All raw experimental data (e.g. FASTQ files for sequencing data) and comprehensive metadata must be submitted in a timely fashion, and prior to publication, to a common authenticated data ingestion service, either directly through the official Human Cell Atlas web portal or through a registered data broker. Upload will be made possible through a variety of mechanisms, including web-based UIs, spreadsheet templates, or direct posting via APIs (for bulk uploads or integration with lab systems). Data should be deposited at least quarterly, and ideally no later than one month after acquisition.
The HCA Consortium will govern format specifications and validation, including basic quality assurance. These requirements will be described in publicly-accessible documents, and the relevant code will be available in public repositories (e.g. on Github). All validation required by the data ingestion service will be made available in the form of tools that can be run locally prior to data upload.

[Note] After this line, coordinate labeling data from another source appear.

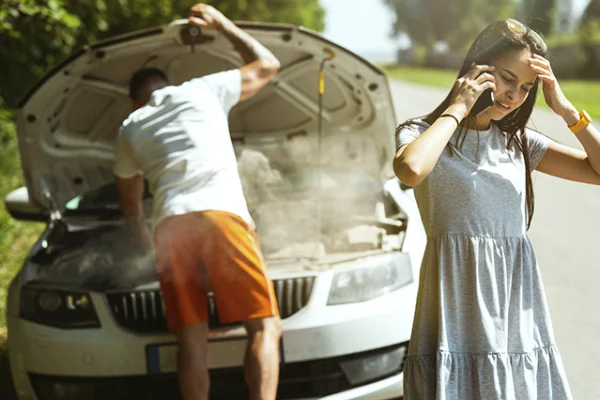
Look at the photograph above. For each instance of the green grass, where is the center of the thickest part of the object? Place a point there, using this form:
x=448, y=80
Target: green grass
x=583, y=94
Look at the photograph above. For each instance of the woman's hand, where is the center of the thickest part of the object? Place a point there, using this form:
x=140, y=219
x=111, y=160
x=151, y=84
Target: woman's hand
x=469, y=88
x=553, y=94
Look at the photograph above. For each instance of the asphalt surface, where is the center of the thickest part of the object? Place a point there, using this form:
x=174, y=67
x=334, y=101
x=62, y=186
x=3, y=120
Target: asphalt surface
x=566, y=236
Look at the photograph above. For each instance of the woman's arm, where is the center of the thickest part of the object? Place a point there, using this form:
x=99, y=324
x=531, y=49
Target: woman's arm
x=560, y=160
x=415, y=161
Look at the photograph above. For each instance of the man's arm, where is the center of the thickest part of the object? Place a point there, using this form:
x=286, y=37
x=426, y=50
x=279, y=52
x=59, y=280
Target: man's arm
x=261, y=65
x=131, y=193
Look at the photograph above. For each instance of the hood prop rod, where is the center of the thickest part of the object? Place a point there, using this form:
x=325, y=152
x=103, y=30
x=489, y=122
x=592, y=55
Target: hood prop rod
x=329, y=56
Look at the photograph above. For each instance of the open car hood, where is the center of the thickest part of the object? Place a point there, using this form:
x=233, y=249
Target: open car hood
x=68, y=122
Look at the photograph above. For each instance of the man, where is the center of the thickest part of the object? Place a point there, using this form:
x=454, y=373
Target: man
x=178, y=139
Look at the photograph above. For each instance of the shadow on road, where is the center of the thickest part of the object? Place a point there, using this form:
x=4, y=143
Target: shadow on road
x=7, y=392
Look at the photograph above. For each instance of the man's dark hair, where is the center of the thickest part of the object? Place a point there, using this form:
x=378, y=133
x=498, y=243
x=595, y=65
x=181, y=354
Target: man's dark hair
x=144, y=81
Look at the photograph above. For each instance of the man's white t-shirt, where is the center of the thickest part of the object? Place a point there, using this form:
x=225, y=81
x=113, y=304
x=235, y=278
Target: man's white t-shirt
x=180, y=141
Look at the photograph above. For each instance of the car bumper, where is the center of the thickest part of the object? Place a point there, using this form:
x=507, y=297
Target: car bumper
x=320, y=345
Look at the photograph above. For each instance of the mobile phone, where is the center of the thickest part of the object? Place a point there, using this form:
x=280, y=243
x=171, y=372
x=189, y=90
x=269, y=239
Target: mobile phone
x=485, y=101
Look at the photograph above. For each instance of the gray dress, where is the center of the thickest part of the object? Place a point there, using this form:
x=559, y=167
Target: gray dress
x=482, y=328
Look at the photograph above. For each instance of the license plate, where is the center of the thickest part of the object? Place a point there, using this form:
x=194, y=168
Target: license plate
x=162, y=358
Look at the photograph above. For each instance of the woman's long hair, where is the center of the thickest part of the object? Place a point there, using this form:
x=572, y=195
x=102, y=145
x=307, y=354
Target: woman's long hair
x=495, y=40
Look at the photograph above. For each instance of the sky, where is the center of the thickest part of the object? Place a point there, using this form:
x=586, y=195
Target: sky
x=364, y=26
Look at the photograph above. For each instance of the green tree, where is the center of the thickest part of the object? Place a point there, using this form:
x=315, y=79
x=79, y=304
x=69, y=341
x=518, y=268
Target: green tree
x=540, y=15
x=455, y=22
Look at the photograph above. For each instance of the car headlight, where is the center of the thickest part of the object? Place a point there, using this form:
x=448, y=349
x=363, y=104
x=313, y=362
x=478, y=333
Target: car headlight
x=371, y=278
x=58, y=308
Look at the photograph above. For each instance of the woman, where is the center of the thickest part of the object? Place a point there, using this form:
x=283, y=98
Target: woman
x=482, y=329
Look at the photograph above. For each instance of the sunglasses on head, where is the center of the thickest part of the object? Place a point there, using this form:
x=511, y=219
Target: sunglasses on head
x=521, y=29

After upload, data will be deposited into a primary data store and synced across multiple public cloud repositories. One or more secondary analysis pipelines (e.g. alignment for sequencing data) will be run on all submitted data, generating intermediate results (e.g. BAM files, gene-cell tables) and quality control metrics for depositing into the same data store with appropriate metadata and analysis provenance. Where necessary, different pipelines will be made available for different data types and sequencing approaches. All code for these secondary analysis pipelines will be open-source (e.g. MIT licensed), available in public code repositories, and provided in a form that is easy for labs to reproduce locally or in the cloud (e.g. with containerization).
Raw data, metadata, and derived results in the data store will be freely and openly available to any and all downstream users. This architecture will support the development of a rich ecosystem of linked tools for analysis, visualization, and complex queries, which will in turn be available to all researchers.